Und dann kam The Old Republic. Die als Knights of the Old Republic Online angelegte Fortsetzung des Franchises ist ein MMORPG und das würde in den meisten Fällen ja die Fortsetzung des Single Player RPGs nicht ausschließen, doch die Lizenz und das Franchise verhindern das in diesem Fall. The Old Republic musste sich nun der Aufgabe stellen, die Story aus dem Original wieder aufzugreifen, als auch die Erzählung der misratenen Fortsetzung einzubeziehen. Auch das ist nicht unbedingt dem Pragmatismus der Entwickler geschuldet, sondern der Lizenz und den mit dieser verbundenen Spielregeln, dass bereits etablierte Kontinuität nicht über den Haufen geworfen werden darf. So musste man mit einem Stiefkind fertig werden, dass einerseits deformiert war, andererseits jedoch große Bedeutung für das Franchise hätte haben können. Man durfte es jedoch nicht einfach wegsperren. Stattdessen band man es zumindest oberflächlich ein.
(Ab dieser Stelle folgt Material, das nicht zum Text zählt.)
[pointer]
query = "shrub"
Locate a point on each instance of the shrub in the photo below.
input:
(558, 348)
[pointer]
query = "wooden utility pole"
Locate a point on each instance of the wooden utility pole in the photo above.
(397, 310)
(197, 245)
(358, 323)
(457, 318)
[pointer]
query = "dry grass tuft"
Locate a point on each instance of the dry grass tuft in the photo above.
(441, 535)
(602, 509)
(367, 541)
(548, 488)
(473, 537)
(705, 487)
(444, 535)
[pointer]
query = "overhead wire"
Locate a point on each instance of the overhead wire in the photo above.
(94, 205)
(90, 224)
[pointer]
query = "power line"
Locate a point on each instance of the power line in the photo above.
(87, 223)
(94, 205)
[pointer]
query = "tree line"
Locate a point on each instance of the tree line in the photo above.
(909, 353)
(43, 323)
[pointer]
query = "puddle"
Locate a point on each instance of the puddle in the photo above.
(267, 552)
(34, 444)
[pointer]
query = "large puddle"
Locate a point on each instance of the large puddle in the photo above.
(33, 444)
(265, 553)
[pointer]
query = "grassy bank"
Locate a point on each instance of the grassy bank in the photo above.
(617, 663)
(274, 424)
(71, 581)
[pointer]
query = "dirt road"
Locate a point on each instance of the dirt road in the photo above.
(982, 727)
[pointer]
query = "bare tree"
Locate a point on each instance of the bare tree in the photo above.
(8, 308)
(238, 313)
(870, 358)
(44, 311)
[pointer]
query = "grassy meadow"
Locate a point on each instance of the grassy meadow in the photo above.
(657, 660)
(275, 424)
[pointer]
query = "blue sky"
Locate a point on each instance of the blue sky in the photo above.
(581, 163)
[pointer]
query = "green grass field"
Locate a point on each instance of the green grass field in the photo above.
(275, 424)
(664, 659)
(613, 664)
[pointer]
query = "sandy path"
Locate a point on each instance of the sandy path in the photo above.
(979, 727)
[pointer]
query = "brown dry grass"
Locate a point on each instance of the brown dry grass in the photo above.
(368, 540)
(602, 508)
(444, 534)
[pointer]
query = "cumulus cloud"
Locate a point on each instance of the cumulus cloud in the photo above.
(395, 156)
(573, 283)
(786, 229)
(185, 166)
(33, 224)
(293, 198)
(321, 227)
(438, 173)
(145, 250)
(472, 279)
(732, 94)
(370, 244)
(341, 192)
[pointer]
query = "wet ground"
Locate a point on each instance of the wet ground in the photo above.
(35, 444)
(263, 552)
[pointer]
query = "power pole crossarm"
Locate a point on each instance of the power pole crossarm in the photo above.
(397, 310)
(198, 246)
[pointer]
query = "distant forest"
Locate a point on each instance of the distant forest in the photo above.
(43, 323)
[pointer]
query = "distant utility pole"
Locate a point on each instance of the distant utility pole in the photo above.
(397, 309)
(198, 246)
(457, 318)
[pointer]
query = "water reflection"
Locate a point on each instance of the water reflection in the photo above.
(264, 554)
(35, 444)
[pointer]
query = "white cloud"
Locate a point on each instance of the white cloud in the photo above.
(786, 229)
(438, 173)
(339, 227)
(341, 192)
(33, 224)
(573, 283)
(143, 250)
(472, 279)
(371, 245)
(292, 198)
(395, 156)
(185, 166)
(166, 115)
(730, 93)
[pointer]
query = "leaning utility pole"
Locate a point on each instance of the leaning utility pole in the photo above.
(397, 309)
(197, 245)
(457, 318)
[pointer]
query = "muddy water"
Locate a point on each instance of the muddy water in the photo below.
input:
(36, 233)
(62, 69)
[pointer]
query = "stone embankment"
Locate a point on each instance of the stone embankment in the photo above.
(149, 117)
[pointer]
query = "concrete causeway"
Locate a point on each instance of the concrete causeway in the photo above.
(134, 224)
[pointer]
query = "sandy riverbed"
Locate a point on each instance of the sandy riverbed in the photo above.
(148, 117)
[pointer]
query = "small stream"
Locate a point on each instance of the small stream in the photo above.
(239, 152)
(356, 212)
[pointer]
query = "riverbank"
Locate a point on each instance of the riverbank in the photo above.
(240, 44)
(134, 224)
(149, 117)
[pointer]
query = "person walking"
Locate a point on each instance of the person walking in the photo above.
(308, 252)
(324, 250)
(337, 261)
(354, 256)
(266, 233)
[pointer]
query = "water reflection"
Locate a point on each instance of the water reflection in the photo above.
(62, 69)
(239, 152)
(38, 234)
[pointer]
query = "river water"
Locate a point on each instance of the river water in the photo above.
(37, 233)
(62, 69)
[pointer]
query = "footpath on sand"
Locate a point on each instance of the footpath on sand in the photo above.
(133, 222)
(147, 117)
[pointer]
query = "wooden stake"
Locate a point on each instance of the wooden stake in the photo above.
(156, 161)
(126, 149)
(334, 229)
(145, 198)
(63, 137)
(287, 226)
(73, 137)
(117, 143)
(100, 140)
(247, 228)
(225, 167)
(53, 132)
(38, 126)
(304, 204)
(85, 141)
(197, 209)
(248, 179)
Aus dem im Finale von TSL angekündigten geheimen Feind wurde das Sith-Imperium, in Hinsicht auf die Darstellung des Protagonisten aus Teil 1 orientierte man sich jedoch nicht an der unvollständigen TSL-Intepretation sondern den Ideen des Revan-Schöpfers Drew Karpyshyn, der allein für seine Mitarbeit an der KotOR I-Fortsetzung aus dem Mass Effect 2-Team Biowares ausstieg und von Kanada in die USA nach Austin, Texas zog.

Der Marvel-Faktor

Die Marvel-Comics und Filme nutzen ein nicht unähnliches Konzept wenn es um Großereignisse geht. Die Ausführung variierte über die Jahre jedoch erheblich.

Die Idee ist einfach, ein Film wie Avengers sollte auch für Zuschauer verständlich sein, die nicht schon alle Marvel-Filme der Phase I gesehen hatten. Die in Avengers thematisierte Alien-Invasion von New York ist ein Großereignis in Marvels Filmuniversum. In den Comics ist es oftmals jedoch keineswegs so einfach den Entwicklungen zu folgen, denn neben den 7 bis 8 Comic Heften über das Event werden auch allen laufenden Comicreihen Event-Sonderausgaben zuteil und nicht selten hat sich das Event erst recht aus einer der Heftreihen entsponnen, weshalb man nicht so ganz einfach einsteigen kann. Aber es geht auch einfacher, wenn das Event sehr selbstbezogen ist. Da wird dann in den Event-Comics abgehandelt was geschehen ist und was passiert, während in den einzelnen Heftreihen nur für 1-2 Ausgaben eventspezifische Ereignisse erfolgen. Das ist imho die leserfreundlichere Variante, doch die Comicbranche steckt seit langem in der Krise und da wird Profitgier oftmals zur Notwendigkeit. Je mehr sich vom Event in die Comicserien auslagern lässt, desto mehr kann man die Leser dazu drängen, auch diese zu kaufen bzw. sich als Wolverine-Fan etwa über das Event auch andere Comics zu kaufen.

Das Problem mit Comics und Superheldenfranchises ist jedoch immer wieder das Spektakel. Filme wie Avengers und die jährlichen Events müssen groß und efffekthascherisch sein, doch schlussendlich nutzen sie sich rasant ab. Ihre Halbwertszeit ist gering.